Finance

SpaceX critics are concerned as Musk’s comments diverge from the IPO filing

Elon Musk pictured at SpaceX in Brownsville, Texas.

Marvin Joseph The Washington Post | Getty Images

SpaceX filed for an IPO last week, and Elon Musk is already causing a stir.

Days before the reusable rocket maker is expected to begin pitching its pitch to investors, Musk took to social media platform X (owned by SpaceX) late Wednesday to explain the details of the company’s latest partnership with rival AI startup Anthropic. His comments included a potential deal about their deal that was not included in SpaceX’s 300-plus page IPO filing.

Earlier this month, SpaceX said it was leasing unused computing capacity at its Colossus 1 data center in Memphis, Tennessee to Anthropic. Last week’s prospectus said Anthropic agreed to pay SpaceX “$1.25 billion per month through May 2029, with volume increases in May and June 2026 at a reduced rate.” The filing also noted, “The agreement may be terminated by either party upon 90 days’ notice.”

In his letter to X on Wednesday night, Musk wrote, “SpaceX has not committed to leasing Colossus for years,” and called the deal “a 180-day lease with 90 days’ notice to cancel after that.” However, the prospectus did not say anything about the deal which could expire in a few months.

Whether Anthropic is set to pay SpaceX $15 billion a year over the next three years or will spend much less in the short term is a big consideration for potential investors. SpaceX’s total revenue in 2025 was $18.7 billion, and selling computing capacity in its data center adds a completely new revenue stream, while positioning SpaceX. in competition with so-called neocloud providers like Nebius again CoreWeave.

Some investors are already eager to buy into the largest IPO on record, and back the company valued at over $1 trillion while burning billions of dollars per quarter. Musk’s post raises further questions about the company’s financial disclosures.

“The irony is that Musk is right and the S-1 is materially misleading, or the S-1 is right and Elon is at its best,” Eric Talley, a professor at Columbia Law School and an expert on corporate governance, said in an email. “But more than that it’s confusing for investors who are trying (as best they can) to put a value on SpaceX.”

Anthropic declined to comment for this story, and representatives for SpaceX did not respond to a request for comment.

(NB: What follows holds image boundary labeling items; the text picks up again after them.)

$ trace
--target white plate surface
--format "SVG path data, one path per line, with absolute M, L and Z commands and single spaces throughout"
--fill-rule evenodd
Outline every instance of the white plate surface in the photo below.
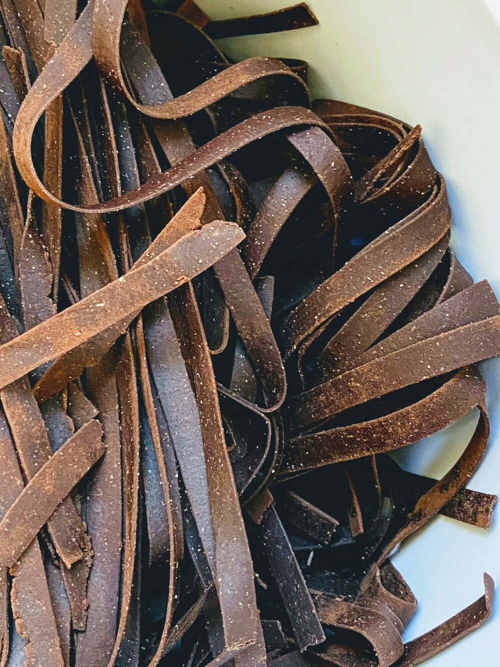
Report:
M 286 0 L 199 0 L 213 19 L 279 9 Z M 423 127 L 453 211 L 452 247 L 475 279 L 500 295 L 500 1 L 309 0 L 320 25 L 221 40 L 238 59 L 303 58 L 313 96 L 379 109 Z M 482 365 L 492 418 L 489 450 L 470 487 L 500 495 L 500 362 Z M 463 451 L 469 415 L 399 452 L 408 469 L 440 476 Z M 427 632 L 479 597 L 483 572 L 500 588 L 500 525 L 489 532 L 438 517 L 395 558 L 420 603 L 405 638 Z M 500 665 L 500 592 L 493 617 L 428 662 Z

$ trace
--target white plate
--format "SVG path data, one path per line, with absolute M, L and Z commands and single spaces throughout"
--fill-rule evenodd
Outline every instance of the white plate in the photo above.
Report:
M 286 0 L 200 0 L 211 18 L 286 7 Z M 241 59 L 303 58 L 315 97 L 329 97 L 420 123 L 444 175 L 454 217 L 452 247 L 473 277 L 500 295 L 500 3 L 498 0 L 309 0 L 320 25 L 221 40 Z M 470 486 L 500 492 L 500 364 L 483 365 L 493 436 Z M 463 450 L 474 416 L 406 448 L 408 468 L 442 475 Z M 500 495 L 500 494 L 499 494 Z M 397 553 L 421 604 L 405 640 L 427 632 L 483 594 L 486 571 L 500 587 L 500 526 L 489 532 L 438 517 Z M 499 597 L 500 600 L 500 596 Z M 433 667 L 500 664 L 500 606 L 478 631 L 429 661 Z

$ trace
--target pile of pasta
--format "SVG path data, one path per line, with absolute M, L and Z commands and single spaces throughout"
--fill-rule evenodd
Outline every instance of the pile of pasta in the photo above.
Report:
M 0 0 L 0 664 L 409 667 L 395 547 L 467 488 L 500 307 L 421 127 L 191 0 Z M 389 452 L 479 420 L 441 480 Z

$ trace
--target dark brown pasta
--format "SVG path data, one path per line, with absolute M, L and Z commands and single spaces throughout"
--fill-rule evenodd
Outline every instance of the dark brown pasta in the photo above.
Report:
M 419 125 L 212 41 L 305 4 L 161 7 L 0 0 L 0 666 L 416 665 L 491 612 L 405 644 L 390 556 L 491 524 L 500 305 Z M 391 458 L 474 408 L 441 480 Z

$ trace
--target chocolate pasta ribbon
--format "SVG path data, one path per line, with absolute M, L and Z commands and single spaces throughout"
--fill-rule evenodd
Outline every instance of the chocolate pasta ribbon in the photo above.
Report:
M 0 665 L 410 667 L 485 622 L 486 574 L 405 642 L 391 562 L 497 500 L 500 307 L 425 128 L 213 41 L 312 37 L 303 3 L 0 13 Z M 391 458 L 471 411 L 441 479 Z

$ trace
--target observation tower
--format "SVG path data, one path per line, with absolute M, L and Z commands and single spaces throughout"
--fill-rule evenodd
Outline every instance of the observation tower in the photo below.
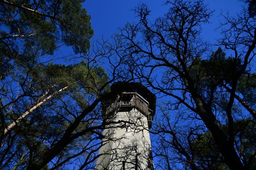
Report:
M 111 89 L 118 94 L 102 102 L 108 125 L 96 169 L 154 170 L 148 130 L 155 113 L 155 96 L 138 82 L 117 82 Z

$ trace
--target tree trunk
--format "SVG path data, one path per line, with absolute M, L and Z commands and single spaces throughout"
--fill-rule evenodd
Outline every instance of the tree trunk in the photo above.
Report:
M 47 92 L 43 96 L 40 98 L 38 101 L 34 103 L 34 106 L 30 108 L 28 110 L 25 112 L 24 113 L 23 113 L 21 116 L 20 116 L 19 118 L 13 121 L 12 123 L 11 124 L 9 125 L 4 130 L 3 133 L 3 136 L 5 136 L 10 131 L 12 130 L 20 122 L 20 121 L 25 118 L 26 116 L 27 116 L 28 115 L 29 115 L 31 112 L 34 111 L 35 110 L 38 108 L 39 106 L 42 105 L 43 104 L 45 103 L 46 102 L 48 101 L 52 97 L 53 97 L 55 95 L 63 91 L 66 90 L 68 86 L 66 86 L 62 88 L 59 89 L 58 91 L 56 91 L 55 93 L 54 93 L 53 94 L 49 95 L 46 98 L 45 98 L 45 96 L 48 94 L 48 92 Z M 43 100 L 40 101 L 43 99 Z

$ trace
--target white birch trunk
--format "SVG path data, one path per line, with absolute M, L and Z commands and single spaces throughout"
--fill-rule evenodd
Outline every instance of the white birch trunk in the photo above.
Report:
M 12 130 L 19 123 L 21 120 L 25 118 L 27 116 L 29 115 L 31 112 L 32 112 L 33 110 L 36 109 L 37 108 L 40 106 L 42 104 L 44 103 L 51 98 L 52 98 L 54 95 L 56 94 L 58 94 L 59 93 L 63 91 L 66 90 L 68 86 L 66 86 L 60 89 L 58 91 L 56 91 L 55 93 L 54 93 L 48 96 L 47 97 L 44 98 L 45 96 L 48 94 L 48 92 L 46 92 L 45 94 L 43 96 L 40 98 L 38 101 L 35 103 L 34 106 L 32 108 L 30 108 L 28 110 L 25 112 L 24 113 L 23 113 L 21 116 L 20 116 L 19 118 L 13 121 L 12 123 L 11 124 L 9 125 L 4 130 L 4 132 L 3 133 L 3 136 L 5 136 L 10 131 Z M 43 99 L 43 100 L 40 101 Z

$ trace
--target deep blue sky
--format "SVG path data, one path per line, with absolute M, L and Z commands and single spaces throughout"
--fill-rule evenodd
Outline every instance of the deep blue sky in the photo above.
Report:
M 91 24 L 94 30 L 93 41 L 102 36 L 105 38 L 117 31 L 119 27 L 123 26 L 129 22 L 136 20 L 132 11 L 140 2 L 148 4 L 151 11 L 151 18 L 160 16 L 165 13 L 169 7 L 163 5 L 165 0 L 87 0 L 83 7 L 91 16 Z M 220 14 L 229 11 L 230 15 L 239 13 L 243 4 L 237 0 L 206 0 L 211 10 L 215 12 L 212 17 L 211 23 L 203 26 L 202 36 L 205 40 L 213 41 L 220 37 L 219 31 L 215 30 L 218 26 L 221 17 Z M 247 6 L 246 6 L 247 7 Z

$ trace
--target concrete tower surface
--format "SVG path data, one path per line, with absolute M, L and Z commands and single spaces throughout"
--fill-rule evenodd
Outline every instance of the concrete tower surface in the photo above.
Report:
M 102 102 L 107 125 L 96 169 L 154 170 L 148 130 L 155 112 L 155 96 L 137 82 L 117 82 L 111 88 L 118 94 Z

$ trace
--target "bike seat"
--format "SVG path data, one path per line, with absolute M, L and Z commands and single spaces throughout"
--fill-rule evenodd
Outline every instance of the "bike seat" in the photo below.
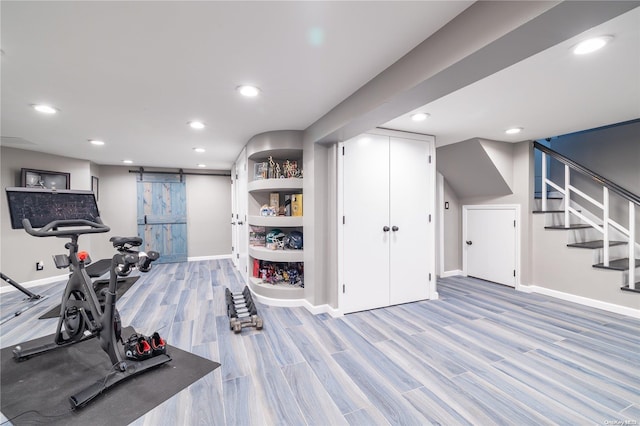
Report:
M 132 247 L 142 245 L 142 238 L 140 237 L 111 237 L 109 241 L 113 243 L 114 247 L 122 247 L 125 244 L 129 244 Z

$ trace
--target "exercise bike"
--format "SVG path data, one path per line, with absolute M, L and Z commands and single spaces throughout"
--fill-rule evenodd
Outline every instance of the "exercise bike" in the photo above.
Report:
M 73 409 L 84 406 L 122 380 L 171 361 L 171 357 L 166 353 L 143 360 L 127 359 L 119 348 L 119 344 L 122 343 L 122 327 L 116 309 L 118 276 L 128 275 L 134 268 L 141 272 L 149 271 L 151 262 L 159 257 L 157 252 L 137 251 L 135 248 L 142 244 L 139 237 L 111 238 L 110 241 L 117 253 L 111 259 L 109 286 L 103 294 L 98 295 L 85 270 L 91 259 L 86 252 L 78 250 L 78 238 L 80 235 L 108 232 L 110 228 L 103 224 L 99 217 L 93 220 L 54 220 L 39 229 L 34 229 L 30 220 L 25 218 L 22 225 L 27 233 L 36 237 L 69 238 L 70 242 L 65 244 L 69 254 L 54 256 L 54 262 L 60 269 L 69 268 L 71 274 L 62 296 L 54 342 L 32 348 L 16 346 L 13 350 L 16 360 L 23 361 L 54 349 L 97 338 L 100 347 L 109 356 L 112 371 L 103 379 L 72 395 L 69 402 Z

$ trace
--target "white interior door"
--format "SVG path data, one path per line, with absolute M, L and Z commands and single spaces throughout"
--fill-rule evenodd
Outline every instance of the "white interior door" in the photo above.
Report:
M 391 305 L 429 297 L 433 270 L 430 147 L 427 141 L 393 137 L 390 141 Z
M 238 182 L 236 180 L 236 165 L 231 167 L 231 259 L 238 268 Z
M 389 305 L 389 138 L 351 139 L 343 161 L 340 307 L 347 313 Z
M 249 233 L 247 228 L 247 204 L 249 202 L 247 195 L 247 152 L 246 148 L 242 150 L 238 160 L 236 161 L 236 186 L 238 188 L 238 218 L 236 219 L 236 229 L 238 230 L 238 270 L 244 278 L 248 280 L 248 256 L 249 256 Z
M 464 206 L 465 272 L 468 276 L 516 285 L 516 208 Z

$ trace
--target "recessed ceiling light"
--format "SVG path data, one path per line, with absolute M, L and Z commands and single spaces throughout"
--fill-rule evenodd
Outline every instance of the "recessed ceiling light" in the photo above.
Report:
M 248 98 L 258 96 L 258 94 L 260 93 L 260 89 L 255 86 L 238 86 L 237 90 L 242 96 L 246 96 Z
M 190 121 L 188 124 L 192 129 L 204 129 L 204 123 L 202 121 Z
M 573 53 L 576 55 L 586 55 L 587 53 L 595 52 L 603 48 L 612 39 L 613 36 L 600 36 L 581 41 L 575 45 Z
M 41 112 L 43 114 L 55 114 L 56 112 L 58 112 L 57 108 L 54 108 L 50 105 L 44 105 L 44 104 L 35 104 L 35 105 L 31 105 L 33 107 L 33 109 L 35 109 L 38 112 Z
M 411 116 L 411 119 L 412 119 L 413 121 L 424 121 L 424 120 L 426 120 L 427 118 L 429 118 L 429 114 L 427 114 L 426 112 L 419 112 L 419 113 L 417 113 L 417 114 L 413 114 L 413 115 Z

Anthropic’s disclosure isn’t the only SpaceX filing that analysts have highlighted as less than thorough.

Franco Granda, an analyst at PitchBook, wrote a number of omissions in a report following the publication of the prospectus.

“Serious revelations do not exist,” Granda wrote. He cited the “subscriber churn” and “unit economics” of the Falcon 9, SpaceX’s partially reusable rocket, and the “granularity of the AI ​​component,” writing that the company did not release Grok or iX subscriptions or provide details of the “usage level at 1.0 GW of deployed computing.”

The Economics of AI

SpaceX’s AI segment is particularly challenging for investors to value.

Musk founded xAI in 2023 to try to take on OpenAI in the growing generative AI market. Although xAI remains a niche player in the market, Musk valued the business at $250 billion in February, when it merged with SpaceX in a deal that gave the combined company a total of $1.25 trillion.

In the first quarter of this year, SpaceX’s capital expenditure reached $10.1 billion, more than double that of the previous year, with $7.7 billion of that included in xAI, according to the prospectus. The AI ​​unit, now known as SpaceXAI, recorded an operating loss of $2.5 billion in the quarter.

In choosing to lease its computing capacity to Anthropic, SpaceX was admitting that its AI models and services did not stimulate high demand, and that the company was not in a position to use its expensive infrastructure.

Musk said in his post on X Wednesday night that SpaceX wants to be able to terminate the deal if it needs capacity.

“We won’t leave them hanging and will provide the appropriate solution,” Musk wrote, referring to Anthropic. “But if the computer gets too powerful I said we might need it at some point.”

Cathie Wood of Ark Invest, a SpaceX bull, praised Musk’s move to monetize the computing infrastructure, which cost xAI billions of dollars to build.

“Thanks to its partnership with Anthropic, XAI, now SpaceXAI, goes from a big loss in Colossus to a big profit as a neocloud,” Wood wrote after the deal was announced on May 9. He estimated at the time that the move would bring in $5 billion to $6 billion a year.

That was before the IPO filing put out a much bigger number, and just before Musk stepped in this week, effectively admitting the prospectus was flawed.

Ann Lipton, a law professor at the University of Colorado, said that, since SpaceX is amending its S-1 before the offering, it should “tweet an explanation.” He said in an email that Musk’s post appeared to contradict the post, but that the discrepancy could be “fixed.”

“This is usually handled by filing a separate review with the SEC,” he wrote.